Applications of BFS algorithm

The applications of breadth-first-algorithm are given as follows:

• BFS can be used to find the neighboring locations from a given source location.
• In a peer-to-peer network, BFS algorithm can be used as a traversal method to find all the neighboring nodes. Most torrent clients, such as BitTorrent, uTorrent, etc. employ this process to find "seeds" and "peers" in the network.
• BFS can be used in web crawlers to create web page indexes. It is one of the main algorithms that can be used to index web pages. It starts traversing from the source page and follows the links associated with the page. Here, every web page is considered as a node in the graph.
• BFS is used to determine the shortest path and minimum spanning tree.
• BFS is also used in Cheney's technique to duplicate the garbage collection.
• It can be used in ford-Fulkerson method to compute the maximum flow in a flow network.

Algorithm

The steps involved in the BFS algorithm to explore a graph are given as follows:

• Step 1: SET STATUS = 1 (ready state) for each node in G
• Step 2: Enqueue the starting node A and set its STATUS = 2 (waiting state)
• Step 3: Repeat Steps 4 and 5 until QUEUE is empty
• Step 4: Dequeue a node N. Process it and set its STATUS = 3 (processed state).
• Step 5: Enqueue all the neighbours of N that are in the ready state (whose STATUS = 1) and set
  their STATUS = 2
  (waiting state)
  [END OF LOOP]
• Step 6: EXIT

Example of BFS algorithm

Now, let's understand the working of BFS algorithm by using an example. In the example given below, there is a directed graph having 7 vertices.

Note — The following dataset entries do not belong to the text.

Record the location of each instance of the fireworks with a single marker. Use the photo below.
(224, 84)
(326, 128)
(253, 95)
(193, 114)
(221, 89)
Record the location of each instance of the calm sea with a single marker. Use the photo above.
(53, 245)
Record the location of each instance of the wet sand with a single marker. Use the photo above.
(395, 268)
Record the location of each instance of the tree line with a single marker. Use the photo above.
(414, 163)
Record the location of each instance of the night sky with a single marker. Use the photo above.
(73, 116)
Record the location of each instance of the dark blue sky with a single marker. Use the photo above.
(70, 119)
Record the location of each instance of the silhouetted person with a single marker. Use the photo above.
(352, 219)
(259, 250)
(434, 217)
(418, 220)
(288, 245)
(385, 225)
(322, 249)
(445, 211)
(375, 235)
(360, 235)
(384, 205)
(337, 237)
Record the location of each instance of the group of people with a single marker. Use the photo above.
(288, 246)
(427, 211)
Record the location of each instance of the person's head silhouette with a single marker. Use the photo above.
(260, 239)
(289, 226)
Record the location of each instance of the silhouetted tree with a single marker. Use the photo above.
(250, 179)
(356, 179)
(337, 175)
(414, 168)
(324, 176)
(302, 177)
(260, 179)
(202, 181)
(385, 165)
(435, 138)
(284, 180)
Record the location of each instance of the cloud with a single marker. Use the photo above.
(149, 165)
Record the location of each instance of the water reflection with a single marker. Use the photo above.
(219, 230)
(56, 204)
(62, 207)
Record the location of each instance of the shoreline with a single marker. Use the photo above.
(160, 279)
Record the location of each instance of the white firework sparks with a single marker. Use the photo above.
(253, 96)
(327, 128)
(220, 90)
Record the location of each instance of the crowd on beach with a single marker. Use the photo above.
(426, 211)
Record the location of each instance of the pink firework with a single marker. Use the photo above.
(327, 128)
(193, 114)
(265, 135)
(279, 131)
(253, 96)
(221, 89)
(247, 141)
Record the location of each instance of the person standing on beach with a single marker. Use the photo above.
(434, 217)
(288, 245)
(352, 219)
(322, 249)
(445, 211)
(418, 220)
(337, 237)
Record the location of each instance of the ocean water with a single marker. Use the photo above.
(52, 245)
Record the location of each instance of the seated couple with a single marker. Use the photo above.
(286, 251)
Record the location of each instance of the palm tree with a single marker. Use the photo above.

In the above graph, minimum path 'P' can be found by using the BFS that will start from Node A and end at Node E. The algorithm uses two queues, namely QUEUE1 and QUEUE2. QUEUE1 holds all the nodes that are to be processed, while QUEUE2 holds all the nodes that are processed and deleted from QUEUE1.

Now, let's start examining the graph starting from Node A.
Step 1: First, add A to queue1 and NULL to queue2.

QUEUE1 = {A}    

QUEUE2 = {NULL}    

Step 2: Now, delete node A from queue1 and add it into queue2. Insert all neighbors of node A to queue1.

QUEUE1 = {B, D}    

QUEUE2 = {A}  

Step 3: Now, delete node B from queue1 and add it into queue2. Insert all neighbors of node B to queue1.

QUEUE1 = {D, C, F}    

QUEUE2 = {A, B}  

Step 4: Now, delete node D from queue1 and add it into queue2. Insert all neighbors of node D to queue1. The only neighbor of Node D is F since it is already inserted, so it will not be inserted again.

QUEUE1 = {C, F}    

QUEUE2 = {A, B, D}  

Step 5: Delete node C from queue1 and add it into queue2. Insert all neighbors of node C to queue1.

QUEUE1 = {F, E, G}    

QUEUE2 = {A, B, D, C}  

Step 6: Delete node F from queue1 and add it into queue2. Insert all neighbors of node F to queue1. Since all the neighbors of node F are already present, we will not insert them again.

QUEUE1 = {E, G}    

QUEUE2 = {A, B, D, C, F}  

Step 7: Delete node E from queue1. Since all of its neighbors have already been added, so we will not insert them again. Now, all the nodes are visited, and the target node E is encountered into queue2.

QUEUE1 = {G}    

QUEUE2 = {A, B, D, C, F, E}  

Complexity of BFS algorithm

Time complexity of BFS depends upon the data structure used to represent the graph. The time complexity of BFS algorithm is O(V+E), since in the worst case, BFS algorithm explores every node and edge. In a graph, the number of vertices is O(V), whereas the number of edges is O(E).
The space complexity of BFS can be expressed as O(V), where V is the number of vertices.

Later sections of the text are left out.